Reassessing the Distinction Between Corporate and Securities Law

James J. Park is Professor of Law at the UCLA School of Law. This post is based on a recent article by Professor Park.

For some time, there has been a rough separation between corporate and securities law in the United States. According to the conventional account, securities law requires public companies to make disclosures to investors while corporate law sets forth substantive norms regulating the internal affairs of the corporation. This distinction provides the foundation for a dual regulatory system of federal securities law and state corporate law. My article, Reassessing the Distinction Between Corporate and Securities Law (forthcoming in the UCLA Law Review), sets forth a new way of understanding the difference between corporate and securities law.

Because a primary goal of the federal securities laws is investor protection, there is a longstanding argument that such laws should preempt state corporate law to protect investors from corporate managers. Just one year after the passage of the Securities Act of 1933, William Douglas, then a corporate law professor, argued in an article called Protecting the Investor that the Act should do more to regulate corporate misconduct. Decades later, Professor William Cary argued that federal law should be expanded to protect “the real investors,” the shareholders, from the manager-friendly regulation of Delaware corporate law.
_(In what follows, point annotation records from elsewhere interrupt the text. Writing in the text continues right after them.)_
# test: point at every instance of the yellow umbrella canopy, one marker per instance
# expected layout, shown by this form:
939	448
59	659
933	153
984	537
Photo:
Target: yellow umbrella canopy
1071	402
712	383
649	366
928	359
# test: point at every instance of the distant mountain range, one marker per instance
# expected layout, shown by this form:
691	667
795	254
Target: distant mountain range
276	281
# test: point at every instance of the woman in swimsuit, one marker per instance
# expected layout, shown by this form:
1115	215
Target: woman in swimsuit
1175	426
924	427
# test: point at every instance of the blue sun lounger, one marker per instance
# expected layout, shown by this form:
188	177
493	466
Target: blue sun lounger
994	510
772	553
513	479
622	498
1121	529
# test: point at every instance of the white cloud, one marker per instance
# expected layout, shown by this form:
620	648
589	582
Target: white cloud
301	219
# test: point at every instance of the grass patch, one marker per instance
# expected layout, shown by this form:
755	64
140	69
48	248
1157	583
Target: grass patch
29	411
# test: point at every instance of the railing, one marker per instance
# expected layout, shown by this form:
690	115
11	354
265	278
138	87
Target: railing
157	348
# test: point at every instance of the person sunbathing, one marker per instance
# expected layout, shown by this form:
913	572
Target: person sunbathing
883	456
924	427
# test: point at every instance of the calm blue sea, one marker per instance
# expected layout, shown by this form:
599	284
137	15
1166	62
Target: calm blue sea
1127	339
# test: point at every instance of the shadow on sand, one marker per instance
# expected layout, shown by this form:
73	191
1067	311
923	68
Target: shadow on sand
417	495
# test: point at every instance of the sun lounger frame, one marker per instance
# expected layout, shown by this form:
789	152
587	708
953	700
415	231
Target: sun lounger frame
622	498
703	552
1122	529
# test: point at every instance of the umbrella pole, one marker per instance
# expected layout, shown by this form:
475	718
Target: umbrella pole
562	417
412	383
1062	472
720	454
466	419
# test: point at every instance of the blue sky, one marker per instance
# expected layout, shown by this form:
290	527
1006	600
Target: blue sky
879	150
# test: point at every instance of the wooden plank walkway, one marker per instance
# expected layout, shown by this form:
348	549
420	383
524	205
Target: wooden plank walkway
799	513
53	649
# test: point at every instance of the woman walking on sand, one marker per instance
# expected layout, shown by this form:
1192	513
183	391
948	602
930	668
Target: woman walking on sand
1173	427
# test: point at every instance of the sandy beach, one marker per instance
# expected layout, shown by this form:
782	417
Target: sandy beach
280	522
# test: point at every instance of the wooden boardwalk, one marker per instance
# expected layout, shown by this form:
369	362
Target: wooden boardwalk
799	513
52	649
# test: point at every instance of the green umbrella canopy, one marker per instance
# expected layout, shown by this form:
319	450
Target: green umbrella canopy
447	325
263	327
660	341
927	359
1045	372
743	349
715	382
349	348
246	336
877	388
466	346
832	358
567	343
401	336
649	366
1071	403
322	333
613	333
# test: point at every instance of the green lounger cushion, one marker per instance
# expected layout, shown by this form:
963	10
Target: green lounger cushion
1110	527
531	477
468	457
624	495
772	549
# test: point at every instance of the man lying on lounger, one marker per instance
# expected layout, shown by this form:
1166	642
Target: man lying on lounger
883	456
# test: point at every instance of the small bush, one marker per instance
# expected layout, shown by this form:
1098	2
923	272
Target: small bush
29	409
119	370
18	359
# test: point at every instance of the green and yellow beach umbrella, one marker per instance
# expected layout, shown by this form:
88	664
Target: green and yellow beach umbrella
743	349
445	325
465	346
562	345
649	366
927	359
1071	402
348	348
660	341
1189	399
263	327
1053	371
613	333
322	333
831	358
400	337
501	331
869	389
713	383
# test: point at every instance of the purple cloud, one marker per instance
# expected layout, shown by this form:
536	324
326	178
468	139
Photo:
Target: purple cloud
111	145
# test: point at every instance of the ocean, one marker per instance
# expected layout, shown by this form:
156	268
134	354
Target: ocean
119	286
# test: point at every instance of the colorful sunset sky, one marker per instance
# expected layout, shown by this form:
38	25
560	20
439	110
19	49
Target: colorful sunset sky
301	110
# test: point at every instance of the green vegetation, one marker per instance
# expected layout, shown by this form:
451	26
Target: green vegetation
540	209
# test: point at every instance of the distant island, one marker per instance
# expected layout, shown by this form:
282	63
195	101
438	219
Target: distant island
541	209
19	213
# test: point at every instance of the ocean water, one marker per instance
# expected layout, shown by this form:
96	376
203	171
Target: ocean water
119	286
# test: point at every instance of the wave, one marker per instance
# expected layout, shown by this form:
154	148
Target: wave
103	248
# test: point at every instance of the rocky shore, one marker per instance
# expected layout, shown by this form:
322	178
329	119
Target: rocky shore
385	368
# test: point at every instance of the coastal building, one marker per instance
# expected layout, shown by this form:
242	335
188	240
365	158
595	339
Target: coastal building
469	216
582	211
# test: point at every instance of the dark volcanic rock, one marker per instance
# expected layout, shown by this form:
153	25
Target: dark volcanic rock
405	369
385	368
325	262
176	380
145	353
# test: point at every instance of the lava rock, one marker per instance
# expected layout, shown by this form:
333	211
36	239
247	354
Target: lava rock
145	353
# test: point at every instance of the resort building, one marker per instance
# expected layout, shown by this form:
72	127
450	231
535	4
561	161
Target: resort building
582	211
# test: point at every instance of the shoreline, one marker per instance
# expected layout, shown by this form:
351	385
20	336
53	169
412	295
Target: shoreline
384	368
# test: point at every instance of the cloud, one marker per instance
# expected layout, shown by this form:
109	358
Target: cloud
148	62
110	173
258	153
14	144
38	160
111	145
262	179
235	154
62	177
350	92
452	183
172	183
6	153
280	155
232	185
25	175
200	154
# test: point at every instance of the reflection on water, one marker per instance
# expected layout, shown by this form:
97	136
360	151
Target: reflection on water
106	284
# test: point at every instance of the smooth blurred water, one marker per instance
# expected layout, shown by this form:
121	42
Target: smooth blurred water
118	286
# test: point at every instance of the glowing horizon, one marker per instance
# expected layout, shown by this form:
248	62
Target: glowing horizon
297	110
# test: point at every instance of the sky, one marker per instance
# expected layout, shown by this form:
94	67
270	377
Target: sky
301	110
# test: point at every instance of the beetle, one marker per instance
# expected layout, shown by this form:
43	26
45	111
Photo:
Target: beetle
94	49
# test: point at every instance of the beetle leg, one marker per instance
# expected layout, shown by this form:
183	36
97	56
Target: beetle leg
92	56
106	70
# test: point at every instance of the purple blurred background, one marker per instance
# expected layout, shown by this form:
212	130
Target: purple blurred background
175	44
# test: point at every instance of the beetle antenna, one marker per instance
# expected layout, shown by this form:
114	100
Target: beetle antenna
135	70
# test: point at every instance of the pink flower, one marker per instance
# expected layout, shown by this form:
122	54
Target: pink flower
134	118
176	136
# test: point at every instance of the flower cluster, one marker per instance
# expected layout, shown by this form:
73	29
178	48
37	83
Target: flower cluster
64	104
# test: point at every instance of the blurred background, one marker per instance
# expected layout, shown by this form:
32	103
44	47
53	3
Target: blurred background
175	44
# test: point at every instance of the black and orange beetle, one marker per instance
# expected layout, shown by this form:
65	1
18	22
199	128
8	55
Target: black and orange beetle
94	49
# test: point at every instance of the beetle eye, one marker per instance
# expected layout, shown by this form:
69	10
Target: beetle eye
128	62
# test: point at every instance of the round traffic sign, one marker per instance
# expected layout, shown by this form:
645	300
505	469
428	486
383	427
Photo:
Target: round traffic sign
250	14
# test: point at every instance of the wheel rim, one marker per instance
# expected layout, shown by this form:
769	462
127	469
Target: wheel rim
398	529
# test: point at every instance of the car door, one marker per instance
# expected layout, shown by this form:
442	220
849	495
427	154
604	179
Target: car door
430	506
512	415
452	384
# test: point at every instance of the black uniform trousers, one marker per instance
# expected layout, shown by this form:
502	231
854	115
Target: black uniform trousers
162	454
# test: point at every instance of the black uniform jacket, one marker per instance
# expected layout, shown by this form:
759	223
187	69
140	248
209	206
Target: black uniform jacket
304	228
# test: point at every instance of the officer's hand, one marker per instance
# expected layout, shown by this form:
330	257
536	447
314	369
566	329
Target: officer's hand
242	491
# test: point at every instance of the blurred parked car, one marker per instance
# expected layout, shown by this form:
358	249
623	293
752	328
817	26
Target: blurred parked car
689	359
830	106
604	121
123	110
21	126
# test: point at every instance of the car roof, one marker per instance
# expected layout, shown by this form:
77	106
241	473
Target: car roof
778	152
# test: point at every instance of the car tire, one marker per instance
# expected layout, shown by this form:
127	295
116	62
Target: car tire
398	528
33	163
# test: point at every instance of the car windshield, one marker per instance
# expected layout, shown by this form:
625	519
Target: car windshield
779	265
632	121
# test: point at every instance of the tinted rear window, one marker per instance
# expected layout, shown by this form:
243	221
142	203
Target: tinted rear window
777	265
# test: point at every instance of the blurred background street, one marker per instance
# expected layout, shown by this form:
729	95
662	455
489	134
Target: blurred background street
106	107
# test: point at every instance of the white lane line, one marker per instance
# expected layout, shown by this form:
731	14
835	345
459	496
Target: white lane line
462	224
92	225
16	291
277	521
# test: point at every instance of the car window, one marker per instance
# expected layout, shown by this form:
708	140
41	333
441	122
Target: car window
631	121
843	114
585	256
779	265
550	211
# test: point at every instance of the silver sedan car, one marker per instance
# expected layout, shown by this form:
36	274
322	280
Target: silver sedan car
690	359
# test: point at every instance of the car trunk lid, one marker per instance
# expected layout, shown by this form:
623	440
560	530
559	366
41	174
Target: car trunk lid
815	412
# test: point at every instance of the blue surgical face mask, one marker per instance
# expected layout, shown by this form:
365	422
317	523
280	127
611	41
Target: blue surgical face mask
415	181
In more recent years, the two federal statutes that have done the most to regulate corporate law, the Sarbanes Oxley Act (Sarbanes-Oxley) and the Dodd-Frank Wall Street Reform and Consumer Protection Act (Dodd-Frank), have cited investor protection in expanding the federal securities laws over territory traditionally thought to be covered by state corporate law.

While investor protection has thus been cited as a reason to unify corporate and securities law, my article makes the novel argument that investor protection provides a conceptual framework for resisting such unification. The investor protection argument is correct in that both corporate and securities law protect investors, but the argument as currently formulated is too imprecise in differentiating between the ways in which investors need protection. A more nuanced conception of investor protection would distinguish between two phases of the typical investment decision. The first relates to the purchase (or sale) of the security, where the trading investor is primarily concerned about paying (or receiving) a fair price. The second relates to the period when the investor owns the security when he is vulnerable to new corporate misconduct that reduces the value of the security.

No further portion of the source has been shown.